她打断道:“得了,你多大的能耐啊,还想我能背下你的夸张事迹……”
许是刚清醒不久,一扯着嘴角笑便让人有种眩晕感,花楹的额头不由抵在辛巴德的脊骨上:
“不过,我的确很高兴能在这里见到你。我也不知道我为什么这么高兴,可能是因为睡着时做了一个很美好的梦吧。”
辛巴德被背后温热的鼻息激得猫毛炸起。

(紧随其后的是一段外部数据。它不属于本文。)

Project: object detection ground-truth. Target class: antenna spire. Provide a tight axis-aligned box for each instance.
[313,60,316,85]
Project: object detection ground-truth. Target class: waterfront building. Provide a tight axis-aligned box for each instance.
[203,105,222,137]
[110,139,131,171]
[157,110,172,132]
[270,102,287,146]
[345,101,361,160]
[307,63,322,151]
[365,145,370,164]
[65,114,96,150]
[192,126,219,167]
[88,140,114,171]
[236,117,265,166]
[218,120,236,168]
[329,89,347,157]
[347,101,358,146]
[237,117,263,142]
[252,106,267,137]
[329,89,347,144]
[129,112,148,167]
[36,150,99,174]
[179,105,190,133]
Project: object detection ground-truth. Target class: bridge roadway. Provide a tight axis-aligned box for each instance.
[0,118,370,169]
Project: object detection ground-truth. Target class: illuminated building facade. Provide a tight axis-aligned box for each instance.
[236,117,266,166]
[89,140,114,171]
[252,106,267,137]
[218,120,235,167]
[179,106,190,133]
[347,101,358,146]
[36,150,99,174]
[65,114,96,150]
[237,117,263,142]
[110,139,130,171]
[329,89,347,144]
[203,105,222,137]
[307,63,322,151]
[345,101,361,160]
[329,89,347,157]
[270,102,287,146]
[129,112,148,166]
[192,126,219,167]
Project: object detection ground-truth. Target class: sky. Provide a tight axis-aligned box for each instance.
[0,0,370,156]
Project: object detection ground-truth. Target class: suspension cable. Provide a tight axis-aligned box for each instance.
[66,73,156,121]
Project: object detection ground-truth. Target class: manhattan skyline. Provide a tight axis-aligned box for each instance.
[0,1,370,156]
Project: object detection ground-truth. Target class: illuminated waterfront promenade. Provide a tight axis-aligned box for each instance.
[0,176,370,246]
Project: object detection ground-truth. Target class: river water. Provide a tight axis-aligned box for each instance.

她的两只手握着他肩前的两只爪,双腿微晃,就好像是在央求他背着的小姑娘……
不,他们不曾有过这样的时光。
她哪有这样任性撒娇的时刻?辛巴德想着,追忆着,回忆令他对这句诘问变得不太确定……是有的,只不过她所采用的方式和她一样独特。
以前在村子里替人赶车时,她忙活得累了也不会说一声,真的累得受不了,反而会闷不吭声地把他的肩当成枕头……商会刚建立不久那会儿也是,如果他夜半之时才回到商会,就会被深夜仍在工作的她堵在门口,并被关在小黑屋里处理余下的工作。
还有她做错事时反而不听他教诲、与他呛声,还有偷偷溜到萨桑以后才和他报备,还有决定自个儿去修行、连他的挽留都留不住的时候……
他思索的轨迹让记忆深处的碎片重新汇集,涓滴推展成一幅如新也如故的画卷。
花楹闭眼听着耳畔不息的风,月华的光辉打在她的眼膜上。她又睁开了眼,比月亮还要耀眼的黄金飞狮正载着她—— 这个情景就像童话一样:孩童有一天的畅想成真,有个小小神明悄悄打开卧室的窗,惊喜出现在自己眼前,并邀请自己一起去窗外的世界,去飞往夜色中那未知的国度。
风是凉的,绒毛是暖的,她握着的爪心触感很绵软,也很真实。
就好像她正抱着一轮太阳,乘着月色飞行。
……也是一个童话。
“辛巴德,阿库提亚的战争停止了吗?”
“嗯,马格诺修泰德停战了,我很惊讶你与他们的战斗就持续了一天,当然,你也辛苦了。也许就是这一天极限力量的比拼让马格诺修泰德胆怯了吧。我已经把结盟函书递给了国王陛下,就等着他是否会兑现诺言了。”
花楹似乎并不关心战争背后隐含的政治意义,她继续执拗地发问:
“辛巴德,你是怎么来到这里的?”
“我是通过你身上的传送符过来的。传送符之所以无法被主动使用,正是因为它的使用权在我手上。不过,因为它是被我迫不及待投入使用的半成品,传送功能还不够完善,所以这大概会是我们唯一一次见面。”他垂下眼帘,“要好好珍惜今晚啊,或者……尽快回到我的身边吧。”
“辛巴德,我们接下来要去哪?”
“我不是说了吗,去辛德利亚驻阿库提亚的分会,我带你过去好好休息,毕竟边境的条件不比中心市区。不过,我们商会不管设在哪国,条件都会是一等一的好,正好让你补补身体。你这几日也受苦了。哎,如果可以,我真不想让你参与战争。”
她每问一句,辛巴德总能给她好长一段话,为什么要说这么多,不累吗?她耐心地听着,但说句实话,她没有听进脑中。因为有棉花堵在脑子里,把辛巴德的话隔在了脑外,脑中只剩她自己不似思考的思考。